The Gross Domestic Product (GDP) Growth


The gross domestic product of the USA rated around 5% since its economy was built and managed under capitalist ideas (Kozmetsky & Yue, 2005). The increments rate was great enough to be noticed; this is due to the fact that other governments in Europe and the rest of the world were struggling to meet the needs of their citizens and did not have ways and means of improving this status. The country experienced a balance in productivity of its citizens, exports, and imports which kept the GDP at a stable state. Statistical data indicated that there was a decline in the economic growth with the GDP rising at the rate of 0.9% since 1950 (Zhong, 2010).


The Unemployment Rate during the Boom


The rate of unemployment during this decade stood at 2.50%, which was far much better compared to the today's rate of 5.0% (Kozmetsky & Yue, 2005). These scales depict the real changes that have occurred over time even though there are factors such as the increase in population that can't be kept constant with time. To solve this challenge, the government has over the years developed, formulated, and implemented several policies to help the youths. Some of this includes the provision of funds to the unemployed youths in order for them to sustain their lives as well as those of their close relatives (Musacchio & Lazzarini, 2014). The inflation rate in the country is unpredictable due to its ever-changing nature, even though it stood at 7% during the decade under discussion, brought by the simultaneous increase in the value of the dollar (Kozmetsky & Yue, 2005). Government's efforts to curb this situation included balancing the stock market and implementing capitalism ideas in the country's market. Capitalism was one of the strongest strategies that could aid the federal government to deal with the inflation situation, which attracted many research studies hence promoting criticism (Kozmetsky & Yue, 2005).


The Impact of Dollar Instability on Interest Rates


The unpredictable nature of the dollar had a great impact on the interest rates which influence global trade. During the mid-1950s the dollar was inconstant; this was due to its rising and falling nature at some time. Stability of the dollar significantly influences investments, borrowing, and bond buying. At the end of the 1950s, the interest rate rose to about 4% which was really disturbing since it could lead to increased inflation levels and decline in investment if a new strategy was not initiated to control it (Kozmetsky & Yue, 2005).

References


Gillon, S., & Matson, C. (2013). The American Experiment: A History Of The United States. Boston: Wadsworth Cengage Learning.

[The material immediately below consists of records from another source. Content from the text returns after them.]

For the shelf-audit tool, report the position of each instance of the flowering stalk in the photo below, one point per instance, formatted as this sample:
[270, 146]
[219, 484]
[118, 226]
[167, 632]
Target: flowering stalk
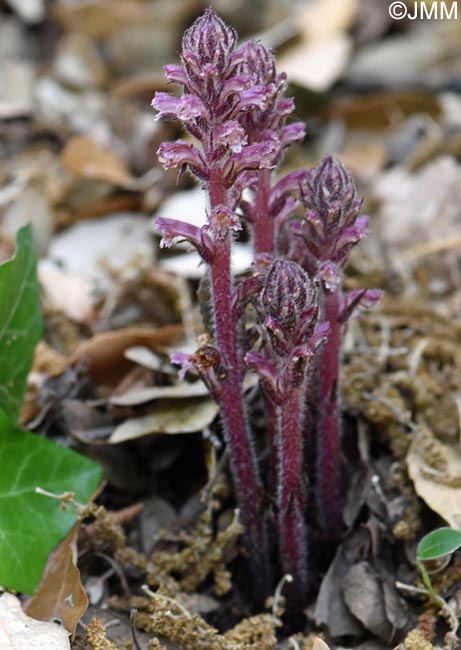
[331, 228]
[217, 91]
[271, 203]
[287, 310]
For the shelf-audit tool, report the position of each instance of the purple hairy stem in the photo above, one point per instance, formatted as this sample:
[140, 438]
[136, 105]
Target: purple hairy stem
[217, 92]
[287, 310]
[331, 228]
[328, 464]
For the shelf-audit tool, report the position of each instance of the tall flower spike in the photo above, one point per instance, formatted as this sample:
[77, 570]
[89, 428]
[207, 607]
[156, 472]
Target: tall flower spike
[331, 228]
[265, 213]
[217, 92]
[287, 309]
[332, 223]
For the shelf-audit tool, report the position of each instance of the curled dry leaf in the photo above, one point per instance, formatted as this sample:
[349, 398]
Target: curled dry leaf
[169, 417]
[60, 593]
[104, 353]
[437, 492]
[20, 632]
[85, 158]
[150, 393]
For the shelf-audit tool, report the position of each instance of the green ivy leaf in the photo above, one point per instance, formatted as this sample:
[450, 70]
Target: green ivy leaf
[438, 543]
[31, 525]
[20, 322]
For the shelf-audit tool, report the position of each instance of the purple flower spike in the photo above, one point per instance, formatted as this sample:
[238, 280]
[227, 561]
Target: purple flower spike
[217, 91]
[287, 309]
[332, 224]
[260, 124]
[331, 228]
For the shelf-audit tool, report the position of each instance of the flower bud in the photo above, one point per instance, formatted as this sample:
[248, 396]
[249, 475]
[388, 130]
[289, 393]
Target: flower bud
[288, 300]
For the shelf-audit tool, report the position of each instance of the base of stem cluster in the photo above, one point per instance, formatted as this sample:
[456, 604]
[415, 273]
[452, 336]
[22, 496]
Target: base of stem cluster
[328, 479]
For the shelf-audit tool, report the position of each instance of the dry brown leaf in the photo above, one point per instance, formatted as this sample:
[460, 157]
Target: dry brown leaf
[104, 353]
[98, 18]
[380, 110]
[322, 19]
[86, 158]
[69, 294]
[440, 497]
[60, 593]
[169, 417]
[20, 632]
[320, 56]
[144, 85]
[319, 644]
[142, 395]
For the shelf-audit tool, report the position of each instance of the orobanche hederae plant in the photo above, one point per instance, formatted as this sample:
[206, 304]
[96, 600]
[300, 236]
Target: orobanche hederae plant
[233, 107]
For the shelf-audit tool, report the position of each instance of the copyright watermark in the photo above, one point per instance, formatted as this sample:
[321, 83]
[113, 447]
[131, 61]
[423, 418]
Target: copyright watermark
[422, 11]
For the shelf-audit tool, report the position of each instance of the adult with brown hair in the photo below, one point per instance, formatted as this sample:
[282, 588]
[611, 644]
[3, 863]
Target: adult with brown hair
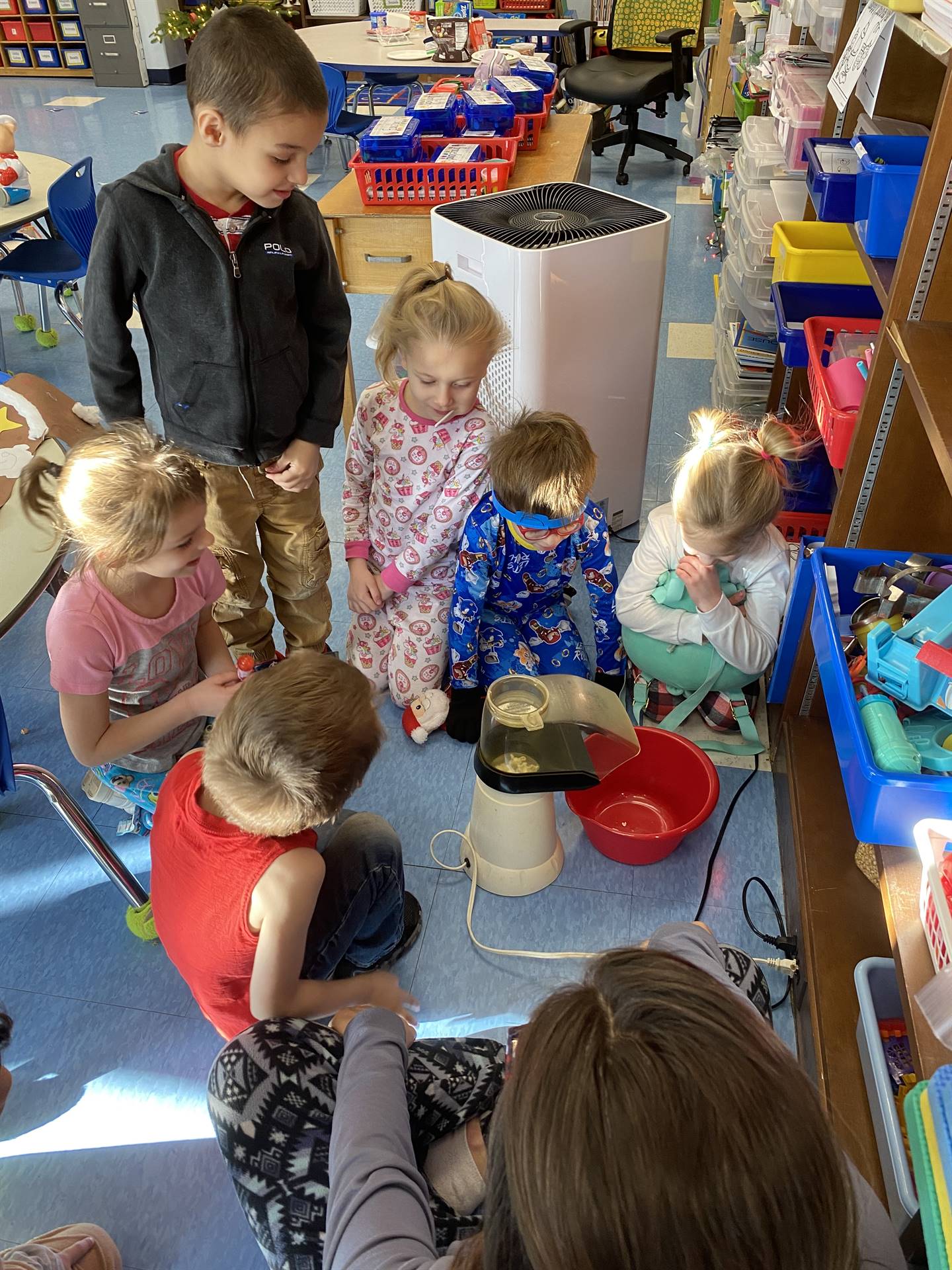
[651, 1119]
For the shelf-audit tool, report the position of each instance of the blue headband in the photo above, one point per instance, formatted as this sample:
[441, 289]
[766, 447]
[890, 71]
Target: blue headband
[535, 520]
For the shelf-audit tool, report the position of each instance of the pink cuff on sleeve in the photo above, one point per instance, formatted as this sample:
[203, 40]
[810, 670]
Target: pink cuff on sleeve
[395, 579]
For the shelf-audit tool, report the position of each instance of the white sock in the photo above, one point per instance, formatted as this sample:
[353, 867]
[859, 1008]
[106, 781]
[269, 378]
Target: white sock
[454, 1174]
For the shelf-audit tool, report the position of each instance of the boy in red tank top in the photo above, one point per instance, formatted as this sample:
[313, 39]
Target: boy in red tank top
[262, 915]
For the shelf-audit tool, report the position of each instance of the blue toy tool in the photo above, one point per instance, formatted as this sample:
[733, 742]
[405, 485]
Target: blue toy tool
[914, 665]
[930, 732]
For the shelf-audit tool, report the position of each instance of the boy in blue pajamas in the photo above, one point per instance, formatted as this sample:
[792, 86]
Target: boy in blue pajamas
[520, 548]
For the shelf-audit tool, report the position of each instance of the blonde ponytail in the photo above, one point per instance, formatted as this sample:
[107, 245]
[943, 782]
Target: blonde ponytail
[430, 306]
[114, 494]
[730, 483]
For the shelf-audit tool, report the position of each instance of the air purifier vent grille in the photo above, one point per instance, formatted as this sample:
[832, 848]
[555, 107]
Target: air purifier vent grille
[554, 215]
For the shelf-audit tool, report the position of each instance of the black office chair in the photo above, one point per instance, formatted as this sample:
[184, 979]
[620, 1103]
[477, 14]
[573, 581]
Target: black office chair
[633, 75]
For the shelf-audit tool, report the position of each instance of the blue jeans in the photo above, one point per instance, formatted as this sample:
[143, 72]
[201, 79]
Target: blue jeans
[360, 910]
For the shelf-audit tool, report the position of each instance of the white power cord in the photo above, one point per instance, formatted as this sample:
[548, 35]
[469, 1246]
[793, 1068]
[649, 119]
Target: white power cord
[785, 964]
[474, 857]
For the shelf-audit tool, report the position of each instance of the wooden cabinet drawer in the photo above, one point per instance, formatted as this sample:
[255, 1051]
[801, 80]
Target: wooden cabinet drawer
[375, 252]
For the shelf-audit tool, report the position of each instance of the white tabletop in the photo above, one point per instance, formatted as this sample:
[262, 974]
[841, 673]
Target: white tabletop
[347, 46]
[44, 171]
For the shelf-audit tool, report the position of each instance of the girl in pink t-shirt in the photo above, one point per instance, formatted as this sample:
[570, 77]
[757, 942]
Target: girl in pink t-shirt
[415, 466]
[135, 652]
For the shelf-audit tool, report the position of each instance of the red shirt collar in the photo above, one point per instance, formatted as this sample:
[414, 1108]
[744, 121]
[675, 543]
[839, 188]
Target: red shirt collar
[218, 214]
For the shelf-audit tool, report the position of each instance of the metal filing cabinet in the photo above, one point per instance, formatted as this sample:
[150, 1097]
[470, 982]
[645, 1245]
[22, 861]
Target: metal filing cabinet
[114, 45]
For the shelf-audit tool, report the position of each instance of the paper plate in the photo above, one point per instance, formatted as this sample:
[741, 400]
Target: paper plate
[409, 55]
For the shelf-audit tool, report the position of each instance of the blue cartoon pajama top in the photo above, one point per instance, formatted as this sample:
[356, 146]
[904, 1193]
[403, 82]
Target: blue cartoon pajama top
[509, 614]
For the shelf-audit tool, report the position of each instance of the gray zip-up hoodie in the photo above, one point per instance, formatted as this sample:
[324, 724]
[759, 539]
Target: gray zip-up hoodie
[248, 349]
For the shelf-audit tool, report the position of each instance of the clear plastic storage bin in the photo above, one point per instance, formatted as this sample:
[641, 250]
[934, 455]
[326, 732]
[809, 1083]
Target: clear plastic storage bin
[729, 392]
[762, 317]
[877, 990]
[797, 103]
[825, 18]
[758, 215]
[756, 273]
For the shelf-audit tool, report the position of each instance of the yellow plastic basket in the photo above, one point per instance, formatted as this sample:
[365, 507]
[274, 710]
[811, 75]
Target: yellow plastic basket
[815, 252]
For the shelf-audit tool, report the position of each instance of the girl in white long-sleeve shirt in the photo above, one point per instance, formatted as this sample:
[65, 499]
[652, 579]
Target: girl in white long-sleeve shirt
[728, 491]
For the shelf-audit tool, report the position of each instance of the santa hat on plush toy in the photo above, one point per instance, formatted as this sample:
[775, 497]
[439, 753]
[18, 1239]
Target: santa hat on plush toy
[426, 714]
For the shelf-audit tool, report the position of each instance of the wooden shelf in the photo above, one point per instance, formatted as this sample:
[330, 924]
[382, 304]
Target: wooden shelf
[900, 875]
[841, 922]
[937, 46]
[924, 352]
[880, 271]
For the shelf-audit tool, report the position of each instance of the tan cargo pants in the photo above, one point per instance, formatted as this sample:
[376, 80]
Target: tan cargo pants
[258, 526]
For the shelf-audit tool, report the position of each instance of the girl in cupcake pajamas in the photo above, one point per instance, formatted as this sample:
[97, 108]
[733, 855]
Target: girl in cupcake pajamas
[409, 486]
[415, 468]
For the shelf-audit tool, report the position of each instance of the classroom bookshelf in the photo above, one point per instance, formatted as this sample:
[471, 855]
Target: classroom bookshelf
[44, 38]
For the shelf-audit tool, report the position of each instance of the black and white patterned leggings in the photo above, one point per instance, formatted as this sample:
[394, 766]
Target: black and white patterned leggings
[272, 1094]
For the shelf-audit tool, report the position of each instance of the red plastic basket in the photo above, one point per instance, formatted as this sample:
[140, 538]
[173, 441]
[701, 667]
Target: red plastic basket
[836, 426]
[799, 525]
[428, 183]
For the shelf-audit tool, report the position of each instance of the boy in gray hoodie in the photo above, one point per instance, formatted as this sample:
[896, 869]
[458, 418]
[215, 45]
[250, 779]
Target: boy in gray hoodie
[237, 284]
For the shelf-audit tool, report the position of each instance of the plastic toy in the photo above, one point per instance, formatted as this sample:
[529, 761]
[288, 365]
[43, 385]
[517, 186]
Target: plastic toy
[247, 665]
[914, 665]
[15, 178]
[892, 751]
[427, 714]
[931, 733]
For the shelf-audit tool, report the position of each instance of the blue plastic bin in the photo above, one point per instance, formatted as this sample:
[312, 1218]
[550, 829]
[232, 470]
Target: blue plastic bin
[436, 112]
[877, 992]
[885, 187]
[796, 302]
[833, 193]
[883, 806]
[810, 482]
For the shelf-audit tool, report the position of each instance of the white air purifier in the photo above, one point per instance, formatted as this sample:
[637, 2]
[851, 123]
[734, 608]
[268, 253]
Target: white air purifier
[578, 275]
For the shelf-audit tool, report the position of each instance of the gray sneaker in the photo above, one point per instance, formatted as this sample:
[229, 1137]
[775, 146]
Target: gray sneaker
[98, 792]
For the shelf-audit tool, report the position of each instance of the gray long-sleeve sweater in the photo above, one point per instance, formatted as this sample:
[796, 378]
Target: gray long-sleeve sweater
[379, 1216]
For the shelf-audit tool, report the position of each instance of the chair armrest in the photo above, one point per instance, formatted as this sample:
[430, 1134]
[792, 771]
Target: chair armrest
[576, 28]
[674, 38]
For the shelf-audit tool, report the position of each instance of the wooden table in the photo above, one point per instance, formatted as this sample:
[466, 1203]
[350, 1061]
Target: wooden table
[44, 171]
[32, 553]
[375, 247]
[348, 46]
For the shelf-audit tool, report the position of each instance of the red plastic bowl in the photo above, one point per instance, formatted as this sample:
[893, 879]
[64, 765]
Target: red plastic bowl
[643, 810]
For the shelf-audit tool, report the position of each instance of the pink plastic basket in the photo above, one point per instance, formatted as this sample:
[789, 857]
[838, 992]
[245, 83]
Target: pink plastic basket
[428, 183]
[935, 911]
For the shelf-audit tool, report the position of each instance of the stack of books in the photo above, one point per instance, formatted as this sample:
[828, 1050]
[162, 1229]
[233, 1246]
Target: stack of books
[754, 349]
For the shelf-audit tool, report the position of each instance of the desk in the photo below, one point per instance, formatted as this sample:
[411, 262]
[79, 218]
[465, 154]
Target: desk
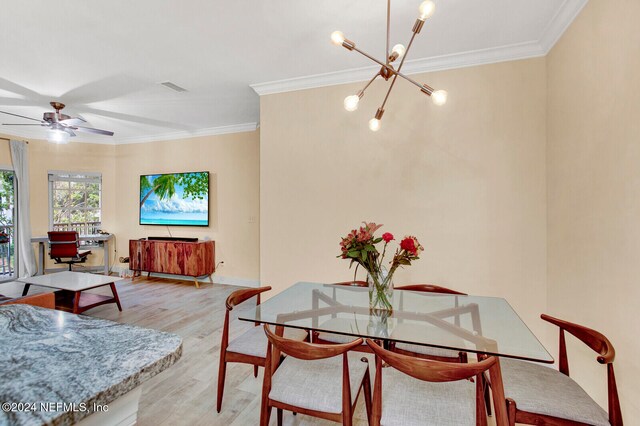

Kozmetsky, G., & Yue, P. (2005). The Economic Transformation Of The United States, 1950-2000: Focusing On The Technological Revolution, The Service Sector Expansion, And The Cultural, Ideological, And Demographic Changes. West Lafayette, Ind: Purdue Univ. Press.


Musacchio, F., & Lazzarini, S. (2014). Reinventing State Capitalism: Leviathan In Business, Brazil And Beyond.


Zhong, Y. (2010). The Economic Theory Of Developing Countries' Rise: Explaining The Myth Of Rapid Economic Growth In China. Lanham U.A: Univ. Press Of America.